A pediatrician at the Cuschieri Hospital diagnosed Elias’s heart problem during a routine check-up, and referred Angela to the Belga Clinic in Cochabamba where an echocardiogram test could confirm the type and extent of the problem. They discovered that Elias had a peri-membranous ventricular septal defect, or VSD, which is the most common congenital cardiac anomaly. Surgery was needed to close the wall between the two sides of his heart to correct the blood flow between the heart and lungs. This surgery requires the baby to be connected to a bypass machine to take over the functions of the heart and lungs while the heart is being repaired.
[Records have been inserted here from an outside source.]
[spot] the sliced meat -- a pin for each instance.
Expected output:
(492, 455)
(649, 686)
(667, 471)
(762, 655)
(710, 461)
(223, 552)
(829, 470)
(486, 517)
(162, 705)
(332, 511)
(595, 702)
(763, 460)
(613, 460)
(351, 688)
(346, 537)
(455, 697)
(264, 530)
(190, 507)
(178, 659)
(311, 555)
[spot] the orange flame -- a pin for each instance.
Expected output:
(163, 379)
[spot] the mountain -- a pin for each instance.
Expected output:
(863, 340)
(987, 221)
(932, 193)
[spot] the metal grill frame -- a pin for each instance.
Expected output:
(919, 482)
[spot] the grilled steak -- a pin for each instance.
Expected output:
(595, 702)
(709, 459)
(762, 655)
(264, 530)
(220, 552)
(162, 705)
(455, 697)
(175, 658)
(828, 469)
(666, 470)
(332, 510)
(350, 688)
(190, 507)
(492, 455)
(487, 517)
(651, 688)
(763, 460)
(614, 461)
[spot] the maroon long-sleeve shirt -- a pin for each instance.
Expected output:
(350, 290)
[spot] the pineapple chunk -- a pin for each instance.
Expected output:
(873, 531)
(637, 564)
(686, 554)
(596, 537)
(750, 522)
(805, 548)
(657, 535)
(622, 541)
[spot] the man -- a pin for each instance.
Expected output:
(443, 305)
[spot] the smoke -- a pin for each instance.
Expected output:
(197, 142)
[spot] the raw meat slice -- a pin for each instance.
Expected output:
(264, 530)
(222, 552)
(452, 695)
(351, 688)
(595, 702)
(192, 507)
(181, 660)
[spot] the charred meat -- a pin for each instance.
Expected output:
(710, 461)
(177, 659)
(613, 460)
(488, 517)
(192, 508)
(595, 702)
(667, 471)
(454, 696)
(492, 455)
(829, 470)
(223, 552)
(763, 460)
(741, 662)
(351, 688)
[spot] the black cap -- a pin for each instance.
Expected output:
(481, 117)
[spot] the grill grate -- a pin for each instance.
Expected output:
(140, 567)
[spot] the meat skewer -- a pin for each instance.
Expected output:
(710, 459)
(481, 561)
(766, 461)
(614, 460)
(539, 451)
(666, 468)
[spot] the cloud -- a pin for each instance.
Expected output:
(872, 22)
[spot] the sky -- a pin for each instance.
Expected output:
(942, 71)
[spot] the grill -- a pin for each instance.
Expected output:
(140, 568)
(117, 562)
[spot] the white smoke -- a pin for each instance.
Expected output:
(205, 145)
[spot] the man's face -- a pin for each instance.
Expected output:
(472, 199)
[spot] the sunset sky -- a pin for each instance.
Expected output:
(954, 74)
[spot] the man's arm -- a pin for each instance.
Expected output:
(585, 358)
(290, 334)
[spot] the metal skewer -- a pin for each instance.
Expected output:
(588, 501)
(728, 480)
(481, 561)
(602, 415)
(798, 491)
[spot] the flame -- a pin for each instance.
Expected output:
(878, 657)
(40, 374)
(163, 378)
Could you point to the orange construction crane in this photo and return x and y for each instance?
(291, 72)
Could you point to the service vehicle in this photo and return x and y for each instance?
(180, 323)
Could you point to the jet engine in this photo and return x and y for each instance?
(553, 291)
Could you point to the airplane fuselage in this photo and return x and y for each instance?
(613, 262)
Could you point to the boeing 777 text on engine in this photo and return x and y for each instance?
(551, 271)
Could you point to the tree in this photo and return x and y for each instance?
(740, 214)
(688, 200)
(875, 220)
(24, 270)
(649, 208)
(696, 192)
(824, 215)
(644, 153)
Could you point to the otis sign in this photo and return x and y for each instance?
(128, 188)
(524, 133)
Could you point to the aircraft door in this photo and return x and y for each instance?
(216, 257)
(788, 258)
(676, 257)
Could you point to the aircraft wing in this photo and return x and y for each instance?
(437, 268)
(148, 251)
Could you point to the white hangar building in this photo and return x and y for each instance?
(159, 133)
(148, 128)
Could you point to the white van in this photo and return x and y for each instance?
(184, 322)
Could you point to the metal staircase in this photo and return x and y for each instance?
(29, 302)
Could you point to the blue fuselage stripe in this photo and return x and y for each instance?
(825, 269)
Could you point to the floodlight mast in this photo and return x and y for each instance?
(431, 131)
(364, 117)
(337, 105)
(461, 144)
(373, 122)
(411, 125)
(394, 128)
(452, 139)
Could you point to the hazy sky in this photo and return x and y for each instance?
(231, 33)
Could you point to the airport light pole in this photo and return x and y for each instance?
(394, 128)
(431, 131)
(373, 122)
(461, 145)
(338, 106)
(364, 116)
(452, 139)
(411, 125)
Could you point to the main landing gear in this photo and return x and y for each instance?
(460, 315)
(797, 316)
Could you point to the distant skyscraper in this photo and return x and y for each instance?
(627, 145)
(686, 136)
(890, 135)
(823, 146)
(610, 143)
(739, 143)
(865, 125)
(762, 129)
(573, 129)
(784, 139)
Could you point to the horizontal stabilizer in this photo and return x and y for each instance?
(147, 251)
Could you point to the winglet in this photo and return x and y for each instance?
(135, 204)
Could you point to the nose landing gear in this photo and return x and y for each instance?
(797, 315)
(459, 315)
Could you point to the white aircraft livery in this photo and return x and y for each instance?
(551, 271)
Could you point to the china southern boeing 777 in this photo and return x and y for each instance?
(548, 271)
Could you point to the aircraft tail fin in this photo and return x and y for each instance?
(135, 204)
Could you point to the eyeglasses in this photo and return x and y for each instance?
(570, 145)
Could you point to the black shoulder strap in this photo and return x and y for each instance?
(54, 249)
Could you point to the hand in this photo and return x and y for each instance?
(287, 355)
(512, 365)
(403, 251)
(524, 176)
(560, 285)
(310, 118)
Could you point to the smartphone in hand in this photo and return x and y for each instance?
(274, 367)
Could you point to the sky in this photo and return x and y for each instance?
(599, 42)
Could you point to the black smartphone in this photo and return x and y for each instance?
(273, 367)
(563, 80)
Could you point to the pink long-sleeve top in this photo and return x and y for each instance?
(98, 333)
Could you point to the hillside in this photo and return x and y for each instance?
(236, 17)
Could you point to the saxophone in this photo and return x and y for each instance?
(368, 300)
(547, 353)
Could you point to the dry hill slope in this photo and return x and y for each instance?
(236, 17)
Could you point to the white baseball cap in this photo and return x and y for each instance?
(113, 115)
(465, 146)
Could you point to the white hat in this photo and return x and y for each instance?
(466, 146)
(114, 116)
It is a surgery currently available in Bolivia only at a few private clinics, including Belga Clinic.
Angela was fortunate to have the support of the local Fundación Cuschieri, which in turn put her in touch with PuenteSol, the local office of Solidarity Bridge, and its heart surgery program made possible by the generosity of Isaac and Rene Goff, owners of Dharma Trading Company. It took this long chain of solidarity to finally make possible Elias’s surgery, successfully performed at El Belga by Dr. Erika Perez on June 25th, 2014. Elias remained in the hospital another 10 days until fully recovering before returning home to Tiquipaya with his family.